Thanks to CRISPR Gene Editing, Scientists Could Knock HIV Out of Our Vocabulary
For the first time, scientists edited HIV-1 out of the human genome and made sure it wouldn't come back.
A team at Temple University published a paper in Nature: Scientific Reports detailing how they used the CRISPR/Cas-9 gene editing method to successfully knock out HIV-1, the most globally spread form of the human immunodeficiency virus, from human immune cells grown in the lab.
When the team reintroduced HIV-1 DNA to the cells, the cells couldn't reinfect.

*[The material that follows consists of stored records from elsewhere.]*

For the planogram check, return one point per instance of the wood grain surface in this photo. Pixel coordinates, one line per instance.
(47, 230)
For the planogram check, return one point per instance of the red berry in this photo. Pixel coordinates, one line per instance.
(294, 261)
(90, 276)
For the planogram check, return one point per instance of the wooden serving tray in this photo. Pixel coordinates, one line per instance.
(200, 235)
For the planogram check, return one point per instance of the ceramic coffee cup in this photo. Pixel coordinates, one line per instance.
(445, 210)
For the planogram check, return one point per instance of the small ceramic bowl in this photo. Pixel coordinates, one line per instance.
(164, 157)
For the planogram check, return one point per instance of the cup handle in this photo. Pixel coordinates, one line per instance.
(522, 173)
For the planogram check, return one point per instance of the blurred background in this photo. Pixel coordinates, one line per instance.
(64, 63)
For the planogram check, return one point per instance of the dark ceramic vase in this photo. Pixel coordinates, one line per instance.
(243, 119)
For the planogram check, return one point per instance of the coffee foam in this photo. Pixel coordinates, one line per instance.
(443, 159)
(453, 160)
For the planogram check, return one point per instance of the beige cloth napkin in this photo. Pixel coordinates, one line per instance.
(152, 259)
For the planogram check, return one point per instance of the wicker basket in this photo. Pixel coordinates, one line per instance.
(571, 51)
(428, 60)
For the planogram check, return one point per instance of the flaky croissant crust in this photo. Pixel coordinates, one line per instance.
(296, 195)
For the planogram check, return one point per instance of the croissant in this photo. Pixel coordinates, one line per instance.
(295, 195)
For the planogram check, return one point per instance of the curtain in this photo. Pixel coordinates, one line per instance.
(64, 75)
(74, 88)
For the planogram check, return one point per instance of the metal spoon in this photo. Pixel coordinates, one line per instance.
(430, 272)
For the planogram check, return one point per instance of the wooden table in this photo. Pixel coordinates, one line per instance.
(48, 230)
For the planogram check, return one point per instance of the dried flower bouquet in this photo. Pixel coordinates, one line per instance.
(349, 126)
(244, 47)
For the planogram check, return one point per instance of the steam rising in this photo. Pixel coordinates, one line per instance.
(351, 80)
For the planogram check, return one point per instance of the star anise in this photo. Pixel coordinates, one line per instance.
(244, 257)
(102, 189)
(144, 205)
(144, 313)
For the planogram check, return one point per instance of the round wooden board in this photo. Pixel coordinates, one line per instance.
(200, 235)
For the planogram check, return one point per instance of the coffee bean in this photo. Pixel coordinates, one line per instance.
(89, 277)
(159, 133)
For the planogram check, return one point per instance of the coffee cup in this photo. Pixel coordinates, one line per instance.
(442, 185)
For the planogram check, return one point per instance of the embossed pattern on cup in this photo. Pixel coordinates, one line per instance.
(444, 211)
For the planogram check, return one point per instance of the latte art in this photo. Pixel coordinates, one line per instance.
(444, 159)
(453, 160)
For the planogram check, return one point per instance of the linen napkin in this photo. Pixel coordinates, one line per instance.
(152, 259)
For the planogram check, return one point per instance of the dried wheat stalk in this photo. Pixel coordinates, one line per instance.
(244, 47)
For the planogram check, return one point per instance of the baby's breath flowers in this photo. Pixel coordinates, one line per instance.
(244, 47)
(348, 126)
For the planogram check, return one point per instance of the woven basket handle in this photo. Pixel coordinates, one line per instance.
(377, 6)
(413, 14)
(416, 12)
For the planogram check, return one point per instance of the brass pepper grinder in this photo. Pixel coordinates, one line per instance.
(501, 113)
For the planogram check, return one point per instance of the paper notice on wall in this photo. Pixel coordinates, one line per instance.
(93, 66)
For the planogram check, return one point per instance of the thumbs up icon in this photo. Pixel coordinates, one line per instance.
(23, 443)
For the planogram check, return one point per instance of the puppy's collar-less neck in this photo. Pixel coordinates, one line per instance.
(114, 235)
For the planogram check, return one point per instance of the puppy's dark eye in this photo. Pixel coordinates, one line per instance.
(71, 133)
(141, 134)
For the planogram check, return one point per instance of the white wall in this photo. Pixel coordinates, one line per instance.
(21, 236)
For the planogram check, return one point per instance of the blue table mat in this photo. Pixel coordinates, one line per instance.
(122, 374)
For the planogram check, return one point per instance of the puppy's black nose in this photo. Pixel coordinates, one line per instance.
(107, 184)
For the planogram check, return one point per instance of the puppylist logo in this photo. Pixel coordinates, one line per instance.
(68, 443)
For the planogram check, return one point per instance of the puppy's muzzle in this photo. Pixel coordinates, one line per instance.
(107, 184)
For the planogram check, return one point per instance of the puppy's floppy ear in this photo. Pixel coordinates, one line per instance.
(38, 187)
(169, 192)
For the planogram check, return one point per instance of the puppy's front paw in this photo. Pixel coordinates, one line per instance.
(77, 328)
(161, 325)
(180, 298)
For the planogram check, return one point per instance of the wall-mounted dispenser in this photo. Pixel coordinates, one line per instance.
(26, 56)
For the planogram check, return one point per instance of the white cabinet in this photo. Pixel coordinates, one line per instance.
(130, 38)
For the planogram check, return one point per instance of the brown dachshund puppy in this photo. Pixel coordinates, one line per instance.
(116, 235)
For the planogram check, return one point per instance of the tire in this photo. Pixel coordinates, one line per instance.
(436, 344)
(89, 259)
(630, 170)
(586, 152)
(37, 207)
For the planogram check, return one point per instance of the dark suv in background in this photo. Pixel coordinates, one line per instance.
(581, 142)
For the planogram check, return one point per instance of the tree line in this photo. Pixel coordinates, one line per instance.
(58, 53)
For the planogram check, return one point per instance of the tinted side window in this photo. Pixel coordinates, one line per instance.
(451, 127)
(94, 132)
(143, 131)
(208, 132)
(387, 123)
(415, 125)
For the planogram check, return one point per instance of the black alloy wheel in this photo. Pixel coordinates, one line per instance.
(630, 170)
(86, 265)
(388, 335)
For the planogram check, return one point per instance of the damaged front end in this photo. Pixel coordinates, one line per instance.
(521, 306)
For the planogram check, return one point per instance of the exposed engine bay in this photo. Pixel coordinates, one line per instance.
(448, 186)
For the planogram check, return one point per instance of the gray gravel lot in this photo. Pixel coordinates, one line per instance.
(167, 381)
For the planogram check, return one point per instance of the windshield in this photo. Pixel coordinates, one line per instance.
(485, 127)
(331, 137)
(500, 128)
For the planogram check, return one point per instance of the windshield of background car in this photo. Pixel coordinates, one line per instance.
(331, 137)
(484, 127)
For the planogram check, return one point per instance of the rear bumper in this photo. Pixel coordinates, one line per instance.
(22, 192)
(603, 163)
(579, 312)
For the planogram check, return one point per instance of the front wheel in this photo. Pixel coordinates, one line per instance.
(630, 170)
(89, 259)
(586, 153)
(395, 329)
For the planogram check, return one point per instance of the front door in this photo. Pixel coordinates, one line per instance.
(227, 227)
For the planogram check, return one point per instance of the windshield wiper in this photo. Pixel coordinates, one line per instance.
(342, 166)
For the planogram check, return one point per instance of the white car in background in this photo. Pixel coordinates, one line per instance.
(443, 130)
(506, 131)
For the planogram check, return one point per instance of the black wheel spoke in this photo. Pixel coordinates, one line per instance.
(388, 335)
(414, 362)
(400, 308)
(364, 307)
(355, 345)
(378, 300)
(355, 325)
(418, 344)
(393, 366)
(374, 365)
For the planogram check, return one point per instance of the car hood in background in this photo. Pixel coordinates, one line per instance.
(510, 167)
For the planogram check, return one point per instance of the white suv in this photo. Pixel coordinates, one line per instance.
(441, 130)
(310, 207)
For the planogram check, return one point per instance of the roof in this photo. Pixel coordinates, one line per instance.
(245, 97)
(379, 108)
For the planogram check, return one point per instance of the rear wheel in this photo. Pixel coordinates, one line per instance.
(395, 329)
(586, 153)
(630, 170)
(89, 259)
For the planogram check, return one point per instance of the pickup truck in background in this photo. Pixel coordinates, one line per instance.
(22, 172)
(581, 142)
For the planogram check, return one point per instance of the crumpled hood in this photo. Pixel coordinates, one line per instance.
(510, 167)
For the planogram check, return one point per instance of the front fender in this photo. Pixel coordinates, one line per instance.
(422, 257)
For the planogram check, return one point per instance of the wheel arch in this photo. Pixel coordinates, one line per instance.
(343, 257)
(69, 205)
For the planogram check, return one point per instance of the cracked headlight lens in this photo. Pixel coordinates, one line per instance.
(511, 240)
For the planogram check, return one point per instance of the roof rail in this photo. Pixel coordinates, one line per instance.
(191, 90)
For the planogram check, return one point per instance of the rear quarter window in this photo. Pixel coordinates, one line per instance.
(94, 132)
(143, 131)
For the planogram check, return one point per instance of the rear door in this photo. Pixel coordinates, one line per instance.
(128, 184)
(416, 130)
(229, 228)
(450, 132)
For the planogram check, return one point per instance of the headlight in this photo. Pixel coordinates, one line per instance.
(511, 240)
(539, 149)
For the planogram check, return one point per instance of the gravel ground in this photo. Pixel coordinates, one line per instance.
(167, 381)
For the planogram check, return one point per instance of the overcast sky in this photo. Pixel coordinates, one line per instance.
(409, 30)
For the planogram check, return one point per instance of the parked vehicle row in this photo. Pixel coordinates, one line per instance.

Which means, after the genetically edited cells were cleared of the HIV DNA, the cells wouldn't receive it again — almost like how chicken pox works.
"The findings are important on multiple levels," Dr. Kamel Khalili, lead on the paper and director of the Comprehensive NeuroAIDS Center at Temple, said in a press release. "They demonstrate the effectiveness of our gene editing system in eliminating HIV from the DNA of CD4 T-cells and, by introducing mutations into the viral genome, permanently inactivating its replication. Further, they show that the system can protect cells from reinfection and that the technology is safe for the cells, with no toxic effects."
Scientists have believed gene editing, specifically CRISPR/Cas-9, could play a huge role in attacking devastating diseases, especially certain harder-to-treat cancers. But the additional ability to snip out HIV DNA — or simply turn it off — is a promising hypothesis.
"Genome editing is showing promise in modifying or knocking out cell receptors so they might not be able to accept a viral infection," said Doug Brough, chief science officer at GenVec, in a January interview. "It could knock out the body's HIV receptors. In the cases where there's a dominant negative protein that gets expressed, you can think about knocking that down."